BSIP Iconography Database Goes Live!
I am pleased to announce that on 1st January 2021 the BSIP Iconography Database went live!
The BSIP database focuses on the iconography of bowed string instruments and places the iconography at the forefront. The BSIP referencing system is suitable for academic use. It is now possible to reliably reference sources, specific images, and individual depictions of bows, instruments and musicians.
The database is Open Access and goes live with over 1000 sources already available. This is just the beginning, and there are more than 15500 further sources awaiting entry. This is my personal data set from over 6 years of research. By sharing these primary sources I hope to inspire you and others to join me, to establish a global corpus of bowed string instrument iconography for our shared benefit.
Itching to see some iconography? The database may accessed via the BSIP IRP (Insight Research Platform).
Do we really need yet another catalogue/database?
- In short: Yes!
Until now, there has been no database dedicated to bowed string instrument iconography. Information is widely dispersed, mostly as citations in books, articles and theses. A typical citation is a textual reference to the source. They are summaries of the metadata. Hopefully they contain enough information for the source to be found, but they are not a direct reference and suffer from ambiguity. If we wish to see the source we have to search for it ourselves, and this can be a bumpy journey where results are not guaranteed. As described in my article on Improving Musicology Research Methods some references are impossible to resolve. Existing catalogues & databases typically have the metadata as their primary concern, some providing images, others links which suffer link rot as the target websites change. Some catalogues provide a basic referencing system, which often suffers from being merely a reference to the textual metadata, leaving us back where we started.
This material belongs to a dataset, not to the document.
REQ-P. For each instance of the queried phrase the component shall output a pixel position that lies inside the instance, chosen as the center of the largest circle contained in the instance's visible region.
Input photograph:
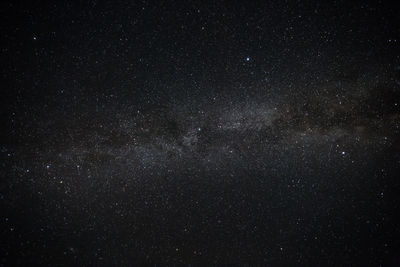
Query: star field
(200, 133)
The BSIP database & IRP (Insight Research Platform) is a tool for 21st century research and makes the source itself the primary concern. With a BSIP reference you are guaranteed to find the source object. The BSIP database supports cataloguing an artwork for which nothing is known and yet enables it to be reliably referenced. With multiple images, context images, support for gigapixel images, deep zooming, individual research target identification, visual research target locating with pins & pulses, tagging, extensive referencing, permalinks, and mobile device support, the BSIP Database & IRP goes beyond being a simple catalogue. It is setting a new standard.
Extensive Search & Browse Facilities
The BSIP IRP supports several methods to find sources. BSIP references can be navigated to directly using the reference permalinks, or entered in the dashboard to take you directly to a known source.
The Simple Search is powerful and provides date range, relationship and advanced textual searching, and the database can be browsed with filtering on collective sources, people, locations and tag sets. The results may ordered by BSIP reference, and dates.
Although most queries can be achieved through Simple Search and browse filtering, when you need a bit more power Advanced Search opens up individual fields. All locations in the database have longitude and latitude coordinates. One of the unique features of the IRP advanced search is the ability to filter creation locations and last known locations based on a geographical box by specifying a longitude, latitude along with the width and height of the box.
I hope you enjoy using the database & IRP!